Sekjen Koalisi Rakyat untuk Perikanan (Kiara) Susan Herawati mempertanyakan keputusan pemerintah mengimpor garam industri. Soalnya, sejak tahun 1990 Indonesia seperti tidak lepas dari ketergantungan terhadap garam impor. Padahal pemerintah bisa memaksimalkan program tambak garam rakyat untuk meningkatkan produksi garam.

Rupiah Melemah, Mendag: Saya Tidak Takut

Nilai tukar rupiah terhadap dollar Amerika Serikat (AS) di pasar spot, Jumat (20/4) kemarin berada di posisi Rp 13.893 per dollar AS atau turun 0,78 persen dibanding sehari sebelumnya.

Bahkah rupiah sempat menembus level 13.900.

Menteri Perdagangan, Enggartiasto Lukita, menuturkan bahwa melemahnya nilai tukar rupiah itu selalu punya dua dampak positif dan negatif. Untuk sektor para pengekspor tentu gembira dengan kabar itu, sedangkan pelaku impor pasti akan kesulitan.

”Ekspor senang, impor susah. Tapi itu nanti otoritas moneter dan keuangan,” ungkap dia.

Tapi, dia tidak khawatir dengan pelemahan tersebut. Menurut dia fundamental ekonomi Indonesia sangat kuat untuk menghadapi gejolak naik turunnya nilai tukar rupiah.

”Saya tidak takut, sama sekali tidak ada kekhawatiran. Fundamental ekonomi kita salah satu yang terbaik di dunia, kok. Tidak ada soal,” tegas dia.

Sementara itu, pelaku usaha tak menampik bahwa pelemahan rupiah akan memberikan dampak pada dunia usaha. Ketua Umum Asosiasi Pengusaha Indonesia (Apindo) Hariyadi Sukamdani mengungkapkan bahwa banyak faktor yang bisa membuat pelaku usaha tertekan dari dampak pelemahan Rupiah.

Pertama adalah eskpor yang relatif kecil dibandingkan dengan PDB. Hariyadi menyebutkan bahwa perbandingan ekspor terhadap PDB Indonesia lebih kecil bahkan dibanding dengan Thailand.

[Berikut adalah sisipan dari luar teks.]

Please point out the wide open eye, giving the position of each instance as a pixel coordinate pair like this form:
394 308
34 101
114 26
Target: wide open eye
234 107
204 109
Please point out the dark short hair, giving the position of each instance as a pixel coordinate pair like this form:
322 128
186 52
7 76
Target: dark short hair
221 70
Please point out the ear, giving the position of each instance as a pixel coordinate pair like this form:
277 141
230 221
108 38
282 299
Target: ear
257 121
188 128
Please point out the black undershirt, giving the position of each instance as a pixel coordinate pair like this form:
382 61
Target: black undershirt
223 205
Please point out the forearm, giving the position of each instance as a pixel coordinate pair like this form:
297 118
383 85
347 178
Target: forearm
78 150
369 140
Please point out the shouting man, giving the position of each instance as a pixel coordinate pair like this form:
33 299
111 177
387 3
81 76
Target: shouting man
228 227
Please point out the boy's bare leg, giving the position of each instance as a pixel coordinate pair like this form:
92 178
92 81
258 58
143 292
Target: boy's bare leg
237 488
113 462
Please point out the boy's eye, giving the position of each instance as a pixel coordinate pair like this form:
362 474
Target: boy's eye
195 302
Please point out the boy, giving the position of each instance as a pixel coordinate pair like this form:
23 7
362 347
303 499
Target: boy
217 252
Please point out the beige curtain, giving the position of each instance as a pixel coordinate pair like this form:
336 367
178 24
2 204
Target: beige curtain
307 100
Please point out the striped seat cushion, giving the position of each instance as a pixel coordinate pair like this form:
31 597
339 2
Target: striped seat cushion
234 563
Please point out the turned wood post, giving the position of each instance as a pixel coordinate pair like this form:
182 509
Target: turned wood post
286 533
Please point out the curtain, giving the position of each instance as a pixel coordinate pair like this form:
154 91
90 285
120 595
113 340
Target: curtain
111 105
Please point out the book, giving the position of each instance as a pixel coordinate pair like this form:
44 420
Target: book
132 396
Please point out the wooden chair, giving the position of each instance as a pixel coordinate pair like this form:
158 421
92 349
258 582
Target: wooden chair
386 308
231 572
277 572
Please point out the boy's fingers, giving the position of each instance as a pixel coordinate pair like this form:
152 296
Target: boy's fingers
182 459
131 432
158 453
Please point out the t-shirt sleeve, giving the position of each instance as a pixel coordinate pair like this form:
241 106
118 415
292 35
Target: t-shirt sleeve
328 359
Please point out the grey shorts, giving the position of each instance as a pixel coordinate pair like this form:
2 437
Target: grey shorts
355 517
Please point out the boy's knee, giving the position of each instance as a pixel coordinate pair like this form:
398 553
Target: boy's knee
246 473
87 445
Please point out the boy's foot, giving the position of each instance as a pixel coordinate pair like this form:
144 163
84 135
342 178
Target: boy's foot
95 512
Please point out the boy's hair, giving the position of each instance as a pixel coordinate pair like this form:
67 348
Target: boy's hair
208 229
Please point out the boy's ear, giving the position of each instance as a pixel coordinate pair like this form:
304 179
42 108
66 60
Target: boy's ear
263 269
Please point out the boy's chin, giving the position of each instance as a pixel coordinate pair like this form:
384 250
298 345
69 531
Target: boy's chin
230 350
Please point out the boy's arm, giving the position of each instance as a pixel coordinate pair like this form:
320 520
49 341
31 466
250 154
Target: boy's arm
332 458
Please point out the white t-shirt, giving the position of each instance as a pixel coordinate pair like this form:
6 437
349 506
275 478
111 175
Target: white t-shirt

”Output ekspor harus ditingkatkan. Istilahnya kita ini ekspornya tidak besar, utang luar negeri kita besar, itu akan cenderung menekan rupiah,” ujar Hariyadi, saat dihubungi, Jumat (20/4).

Menurut Hariyadi, sektor usaha yang paling banyak terdampak dari pelemahan rupiah adalah sektor-sektor yang mengimpor dari luar negeri. Seperti industri otomotif, baja, dan lain sebagainya.